Alternate format: How to shop online safely (ITSAP.00.071) (PDF, 767 KB)
Online shopping is convenient; you can purchase items through your mobile device and get next-day delivery to your front door. However, you should be aware of the threats associated with online shopping. These threats pose many risks to not only your personal information, but your organization’s assets (e.g. email address, shipping address, phone number, credit card). Whether shopping online for personal reasons or using your organization’s accounts to make company purchases, protective practices for shopping online will help you and your organization keep sensitive information and assets private. This document covers the different ways you can keep your organization and yourself safe while shopping online.
What are the possible threats?
Online shopping puts you and your organization at risk for identity theft, hacking, and financial loss. Some ways in which threat actors can steal sensitive information and hack accounts include the following examples:
- Fake e-commerce sites that collect your information after you’ve followed through with a fake purchase
- Fraudulent payment processing sites (i.e. third-party financial arrangement) that collect your money for fake transactions
- Websites that are not encrypted, leaving your information open to anyone
- Websites that are not secure and don’t have reputable sellers (e.g. individual sellers or private citizens)

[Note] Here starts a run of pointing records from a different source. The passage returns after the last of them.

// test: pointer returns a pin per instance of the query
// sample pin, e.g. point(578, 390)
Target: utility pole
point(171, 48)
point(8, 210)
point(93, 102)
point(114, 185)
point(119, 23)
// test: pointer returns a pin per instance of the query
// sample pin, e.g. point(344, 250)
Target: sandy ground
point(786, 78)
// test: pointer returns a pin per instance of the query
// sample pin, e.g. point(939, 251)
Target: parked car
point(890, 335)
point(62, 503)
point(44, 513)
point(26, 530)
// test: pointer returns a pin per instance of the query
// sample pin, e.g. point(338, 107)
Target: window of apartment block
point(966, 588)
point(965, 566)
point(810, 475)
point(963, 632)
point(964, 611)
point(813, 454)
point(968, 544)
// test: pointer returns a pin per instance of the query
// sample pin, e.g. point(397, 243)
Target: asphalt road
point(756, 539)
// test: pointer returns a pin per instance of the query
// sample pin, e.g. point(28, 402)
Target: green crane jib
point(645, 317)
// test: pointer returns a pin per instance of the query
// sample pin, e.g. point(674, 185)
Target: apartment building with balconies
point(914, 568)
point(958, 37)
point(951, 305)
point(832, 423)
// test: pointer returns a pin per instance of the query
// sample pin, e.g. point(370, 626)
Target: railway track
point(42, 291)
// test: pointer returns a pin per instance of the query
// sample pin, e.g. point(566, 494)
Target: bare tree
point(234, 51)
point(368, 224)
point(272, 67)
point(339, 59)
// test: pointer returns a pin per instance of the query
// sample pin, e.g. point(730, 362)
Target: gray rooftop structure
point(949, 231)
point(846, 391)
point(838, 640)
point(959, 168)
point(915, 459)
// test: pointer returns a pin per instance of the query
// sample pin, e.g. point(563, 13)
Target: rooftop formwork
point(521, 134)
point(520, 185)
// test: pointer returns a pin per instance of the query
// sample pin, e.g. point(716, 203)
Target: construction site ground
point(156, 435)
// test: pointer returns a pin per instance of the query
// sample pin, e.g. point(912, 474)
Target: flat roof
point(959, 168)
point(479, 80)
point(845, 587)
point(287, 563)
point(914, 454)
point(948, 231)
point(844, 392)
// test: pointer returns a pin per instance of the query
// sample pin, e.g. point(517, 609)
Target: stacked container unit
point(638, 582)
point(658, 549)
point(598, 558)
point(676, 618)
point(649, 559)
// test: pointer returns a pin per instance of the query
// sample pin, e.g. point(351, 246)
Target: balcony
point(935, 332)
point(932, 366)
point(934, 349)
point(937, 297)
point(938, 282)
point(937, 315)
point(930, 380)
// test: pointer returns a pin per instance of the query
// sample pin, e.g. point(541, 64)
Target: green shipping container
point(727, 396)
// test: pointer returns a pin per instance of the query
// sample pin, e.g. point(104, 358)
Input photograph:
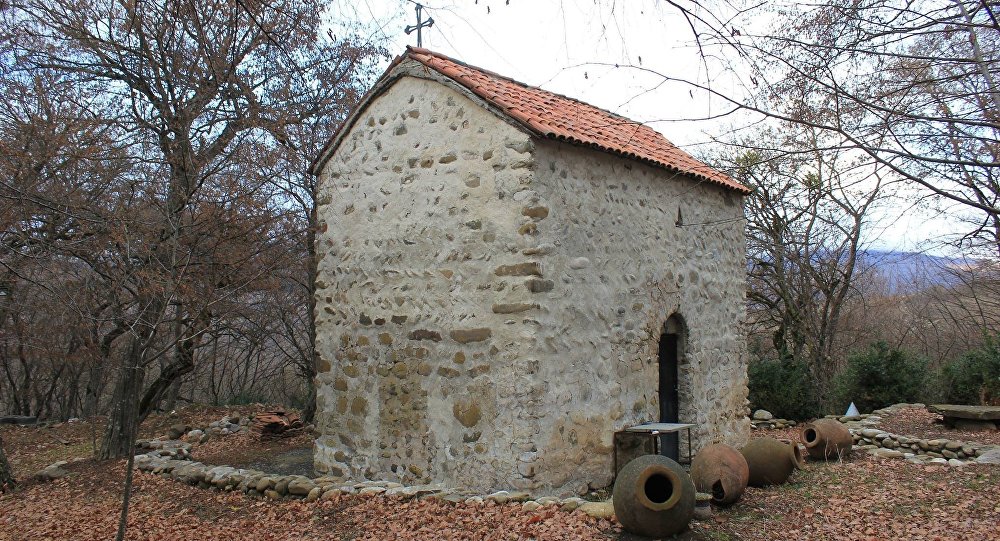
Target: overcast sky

As stores and retailers increase their online presence, threat actors are finding more ways to steal information and commit fraud.
What are the warning signs?
You should look out for the following warning signs when deciding whether a website is trustworthy or not:
- The site looks poorly designed and unprofessional
- The links and the back button are broken or disabled
- The website displays no contact information (e.g. phone number, email, address)
- The return policies or privacy policies are either unclear or not stated
- Your credit card credentials are being requested for reasons other than your purchase
- The item prices are incredibly low (i.e. unbelievable deals)
- The shipping, duties, and extra charges seem abnormal
How can I protect myself?
There are ways that you can protect yourself and your organization when you are shopping online, such as the following practices:
Research the retailer
- Read the website’s privacy policies, return policies, and other information.
- Use websites that start with https, as they use encryption policies to protect your information.
- Use websites that display a green lock (i.e. Encrypts website traffic) in the address bar.
- Be cautious when browsing on your mobile phone because urls are shortened (i.e. Tricking you into visiting malicious websites).
Protect your accounts
- Create a unique and strong passphrase for online accounts.
- Use two-factor authentication.
- Check your credit card statements frequently.
- Use a safe form of payment (e.g. Credit cards) from major financial institutions that guarantee reimbursement for fraudulent transactions.
- Use a virtual credit card number or a separate card with a low spending limit if you are unfamiliar with the website (i.e. Banks offer temporary cards with set amounts to limit the damage that can take place on your real card).
Take additional precautions
- Limit the amount of personal information you use on the website (e.g. do not give your social insurance number).
- Back up, update, and patch devices.
- Use a secure Wi-Fi network (i.e. with a strong passphrase).
- Watch out for email scams (e.g. do not click links in emails for special deals).
Implementing these practices can help protect you when shopping online.
While they may reduce your risks, they do not erase them completely.
What do I do if I’ve been scammed?
Cyber threats can be difficult to spot. You may not even know that you’ve been tricked until it is too late. If you are the victim of a scam or a potential compromise, you should take the following actions to report and mitigate the incident:
- Report the incident to your security department, technical support, or senior management.
- Contact your credit card company.
- Reset your account credentials for related accounts, such as your email or social media accounts.
- Report the incident to the Canadian Anti-Fraud Centre or at 1-888-495-8501.